Périt-elle avec nous ? Échappe-t-elle aux vers ?
Les dieux l’engouffrent-ils dans la nuit des enfers ?
Leur loi, dit-on encor, la transmet d’être en être
Et dans les animaux la force de renaître.
Notre Ennius l’a cru, lui qui, de l’Hélicon
Sur nos bords transplantant l’arbre heureux d’Apollon,
Le premier des Latins s’en couronna la tête.

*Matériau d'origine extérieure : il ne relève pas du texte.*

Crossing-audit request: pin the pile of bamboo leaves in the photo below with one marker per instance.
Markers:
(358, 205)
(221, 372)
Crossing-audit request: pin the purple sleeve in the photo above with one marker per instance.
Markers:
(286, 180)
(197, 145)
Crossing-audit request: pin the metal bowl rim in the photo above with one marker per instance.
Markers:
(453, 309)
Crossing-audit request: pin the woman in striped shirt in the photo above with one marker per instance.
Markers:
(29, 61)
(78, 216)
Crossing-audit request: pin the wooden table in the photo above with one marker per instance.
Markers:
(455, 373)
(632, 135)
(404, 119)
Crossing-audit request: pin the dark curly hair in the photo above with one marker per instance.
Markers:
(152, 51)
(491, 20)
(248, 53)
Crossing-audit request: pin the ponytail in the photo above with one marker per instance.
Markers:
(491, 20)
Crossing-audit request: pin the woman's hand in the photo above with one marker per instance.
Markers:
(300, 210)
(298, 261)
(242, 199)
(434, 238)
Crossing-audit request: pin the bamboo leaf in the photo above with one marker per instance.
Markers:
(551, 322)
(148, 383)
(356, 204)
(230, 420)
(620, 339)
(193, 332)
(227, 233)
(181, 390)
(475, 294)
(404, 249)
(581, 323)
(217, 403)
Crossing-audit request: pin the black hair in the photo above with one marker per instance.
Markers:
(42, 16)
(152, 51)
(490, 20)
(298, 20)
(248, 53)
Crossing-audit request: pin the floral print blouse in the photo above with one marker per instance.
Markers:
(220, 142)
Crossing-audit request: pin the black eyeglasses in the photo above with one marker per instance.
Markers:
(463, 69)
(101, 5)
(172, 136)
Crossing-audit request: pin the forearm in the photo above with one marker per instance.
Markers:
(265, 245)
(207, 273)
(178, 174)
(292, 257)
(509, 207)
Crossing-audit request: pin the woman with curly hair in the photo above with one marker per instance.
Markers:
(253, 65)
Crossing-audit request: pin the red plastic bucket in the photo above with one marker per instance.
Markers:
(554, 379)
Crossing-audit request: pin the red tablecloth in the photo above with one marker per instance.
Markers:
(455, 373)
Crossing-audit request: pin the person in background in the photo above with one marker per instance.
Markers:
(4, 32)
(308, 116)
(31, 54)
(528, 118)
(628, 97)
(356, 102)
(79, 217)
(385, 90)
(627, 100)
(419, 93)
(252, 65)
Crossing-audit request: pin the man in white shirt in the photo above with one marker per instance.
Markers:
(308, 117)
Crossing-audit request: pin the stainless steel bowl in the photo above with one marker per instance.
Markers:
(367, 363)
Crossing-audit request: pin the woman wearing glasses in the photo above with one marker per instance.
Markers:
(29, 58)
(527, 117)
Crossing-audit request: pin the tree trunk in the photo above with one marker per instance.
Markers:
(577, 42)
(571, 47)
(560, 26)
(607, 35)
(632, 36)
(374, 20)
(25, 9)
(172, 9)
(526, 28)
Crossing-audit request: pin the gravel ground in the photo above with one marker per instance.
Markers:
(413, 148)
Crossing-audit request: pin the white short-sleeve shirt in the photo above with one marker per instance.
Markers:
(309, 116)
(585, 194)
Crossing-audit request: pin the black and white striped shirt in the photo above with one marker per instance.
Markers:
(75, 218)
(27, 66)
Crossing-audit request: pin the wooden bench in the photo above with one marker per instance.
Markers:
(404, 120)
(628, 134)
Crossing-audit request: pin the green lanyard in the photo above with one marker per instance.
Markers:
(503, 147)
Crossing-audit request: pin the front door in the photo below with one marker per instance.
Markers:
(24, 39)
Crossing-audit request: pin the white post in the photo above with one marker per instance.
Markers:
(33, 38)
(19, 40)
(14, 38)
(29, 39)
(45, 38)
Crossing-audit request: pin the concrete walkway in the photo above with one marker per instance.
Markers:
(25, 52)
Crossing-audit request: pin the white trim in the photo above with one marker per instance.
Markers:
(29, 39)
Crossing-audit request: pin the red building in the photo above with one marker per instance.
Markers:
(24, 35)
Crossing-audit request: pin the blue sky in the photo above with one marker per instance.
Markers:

Mais n’a-t-il pas aussi, le glorieux poète,
Peint en vers éternels ce noir marais des morts,
Où les âmes n’ont pas plus d’accès que les corps ;
Où ne descend de nous qu’une apparence vide,
On ne sait quel fantôme étrangement livide ?140
C’est là qu’Homère, spectre aux lauriers toujours verts,
Apparut à ses yeux, versant des pleurs amers,
Et lui développa la nature des choses.

Donc, avant d’établir les forces et les causes
Par lesquelles tout naît sur la terre, et la loi
Qui là-haut fait marcher la lune et l’astre-roi,
Un problème profond tout d’abord nous réclame.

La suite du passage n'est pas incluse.